Quantification of Biodiversity from Historical Survey Text with LLM-based Best-Worst Scaling
Thomas Haider, Tobias Perschl, Malte Rehbein
TL;DR
The paper addresses the challenge of extracting quantitative biodiversity evidence from historical, semi-structured survey texts. It compares plain classification approaches with a continuous quantification regime based on Best-Worst Scaling (BWS) guided by Large Language Models (LLMs), evaluating Ministral-8B, DeepSeek-V3, and GPT-4. Results show GPT-4 and DeepSeek-V3 achieve reasonable human–model agreement, and a transfer-learning regression setup using GPT-4 BWS with LaBSE features attains $R^2=0.73$ and MAE=$0.11$, illustrating a cost-effective path to fine-grained quantity estimation on historical data, with outputs scaled to $[0,1]$. The work demonstrates that BWS with LLMs can yield robust quantitative biodiversity metrics from historical texts and is potentially generalizable to other archival corpora, while acknowledging limitations from model biases and data availability.
Abstract
In this study, we evaluate methods to determine the frequency of species via quantity estimation from historical survey text.
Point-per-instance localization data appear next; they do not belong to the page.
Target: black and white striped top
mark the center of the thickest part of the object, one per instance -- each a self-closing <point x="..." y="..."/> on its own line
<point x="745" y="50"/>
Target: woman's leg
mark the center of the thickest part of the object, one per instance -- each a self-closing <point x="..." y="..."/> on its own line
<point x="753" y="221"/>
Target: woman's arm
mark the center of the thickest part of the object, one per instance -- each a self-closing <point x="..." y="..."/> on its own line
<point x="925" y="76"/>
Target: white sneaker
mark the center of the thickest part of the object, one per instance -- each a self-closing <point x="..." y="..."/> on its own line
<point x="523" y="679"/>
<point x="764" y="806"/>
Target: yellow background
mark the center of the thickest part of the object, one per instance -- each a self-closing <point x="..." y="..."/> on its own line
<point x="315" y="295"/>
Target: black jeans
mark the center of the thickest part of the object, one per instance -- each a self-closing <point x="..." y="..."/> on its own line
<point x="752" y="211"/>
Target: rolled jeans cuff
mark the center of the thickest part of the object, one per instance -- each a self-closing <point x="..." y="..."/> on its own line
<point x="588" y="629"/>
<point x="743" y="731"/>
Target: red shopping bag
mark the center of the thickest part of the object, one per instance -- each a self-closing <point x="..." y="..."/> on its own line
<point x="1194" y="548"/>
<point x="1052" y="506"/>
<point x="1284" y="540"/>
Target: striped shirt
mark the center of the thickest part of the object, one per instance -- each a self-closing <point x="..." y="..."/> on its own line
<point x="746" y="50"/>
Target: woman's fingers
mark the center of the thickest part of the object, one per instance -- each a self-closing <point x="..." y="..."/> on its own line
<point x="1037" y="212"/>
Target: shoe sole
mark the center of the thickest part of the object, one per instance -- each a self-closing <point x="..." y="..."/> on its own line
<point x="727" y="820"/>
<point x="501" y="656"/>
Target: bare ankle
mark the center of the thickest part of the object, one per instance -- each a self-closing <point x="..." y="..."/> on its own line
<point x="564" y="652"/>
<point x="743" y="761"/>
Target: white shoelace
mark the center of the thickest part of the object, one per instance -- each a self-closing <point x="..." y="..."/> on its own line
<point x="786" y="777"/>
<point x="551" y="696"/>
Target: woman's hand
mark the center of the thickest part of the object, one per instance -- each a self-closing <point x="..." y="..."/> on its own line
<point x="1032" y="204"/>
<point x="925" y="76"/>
To that end, we formulate classification tasks and finally show that this problem can be adequately framed as a regression task using Best-Worst Scaling (BWS) with Large Language Models (LLMs). We test Ministral-8B, DeepSeek-V3, and GPT-4, finding that the latter two have reasonable agreement with humans and each other. We conclude that this approach is more cost-effective and similarly robust compared to a fine-grained multi-class approach, allowing automated quantity estimation across species.